I think we are in the middle of a paradigm shift that will divide information and commentary into two basic categories: 1. Basic, "unwarranteed" communication, which will continue to be too cheap to meter; 2. Value-added information, which will abandon our Old School value of "fairness" for a model based on the daily intelligence briefing.

When we talk about "objectivity," we tend to talk about its limits. We don't tend to talk about its value. When we talk about commentary, we talk about its slant. We don't tend to talk about its perceptiveness. Our current frame of reference is a newspaper/broadcast model that is based on certain assumptions about "gatekeeper functions," "credibility," "balance," and the mass audience.

When you adopt an intelligence agency perspective, the information gatherer and the information analyst are working for a specific end user, not a general, passive audience.

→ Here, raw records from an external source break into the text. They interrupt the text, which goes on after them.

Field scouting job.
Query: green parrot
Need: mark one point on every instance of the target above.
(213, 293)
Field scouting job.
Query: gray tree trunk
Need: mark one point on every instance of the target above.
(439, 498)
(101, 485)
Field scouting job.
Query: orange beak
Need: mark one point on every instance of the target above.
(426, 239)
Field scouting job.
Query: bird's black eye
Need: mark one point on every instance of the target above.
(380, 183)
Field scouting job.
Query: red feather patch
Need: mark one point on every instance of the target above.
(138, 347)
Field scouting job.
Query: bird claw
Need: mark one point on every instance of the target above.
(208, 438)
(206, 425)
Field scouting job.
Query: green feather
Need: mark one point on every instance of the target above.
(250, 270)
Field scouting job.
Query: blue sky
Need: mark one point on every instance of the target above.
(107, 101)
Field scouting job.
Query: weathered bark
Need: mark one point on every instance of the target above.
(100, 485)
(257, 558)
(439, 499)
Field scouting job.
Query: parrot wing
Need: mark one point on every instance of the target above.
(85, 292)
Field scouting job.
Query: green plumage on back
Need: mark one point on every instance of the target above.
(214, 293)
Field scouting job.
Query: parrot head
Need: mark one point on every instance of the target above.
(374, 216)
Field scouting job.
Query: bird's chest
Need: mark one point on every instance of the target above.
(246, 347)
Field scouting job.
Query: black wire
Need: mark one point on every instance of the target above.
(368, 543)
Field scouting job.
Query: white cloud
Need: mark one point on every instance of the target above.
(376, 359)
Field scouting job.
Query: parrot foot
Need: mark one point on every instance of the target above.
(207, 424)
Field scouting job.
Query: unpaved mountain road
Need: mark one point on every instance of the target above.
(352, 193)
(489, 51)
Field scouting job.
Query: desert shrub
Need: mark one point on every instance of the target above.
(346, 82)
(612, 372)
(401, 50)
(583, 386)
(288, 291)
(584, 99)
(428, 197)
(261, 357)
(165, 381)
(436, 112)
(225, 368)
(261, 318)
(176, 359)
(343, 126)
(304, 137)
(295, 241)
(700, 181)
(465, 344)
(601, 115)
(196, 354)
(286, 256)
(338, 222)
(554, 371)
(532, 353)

This is a radically different relationship. Your loyalty is to your subscriber, not to your sources, not to your political friends. Your value -- your continued employment, for that matter -- is attached to the quality and utility of your information and your insights.

People will pay for such content, and the networked media makes it possible for more people to access such services. These are, ultimately, the "editors" described in the EPIC 2014 animation.

Will people pay for Times Select? Not unless it has this function.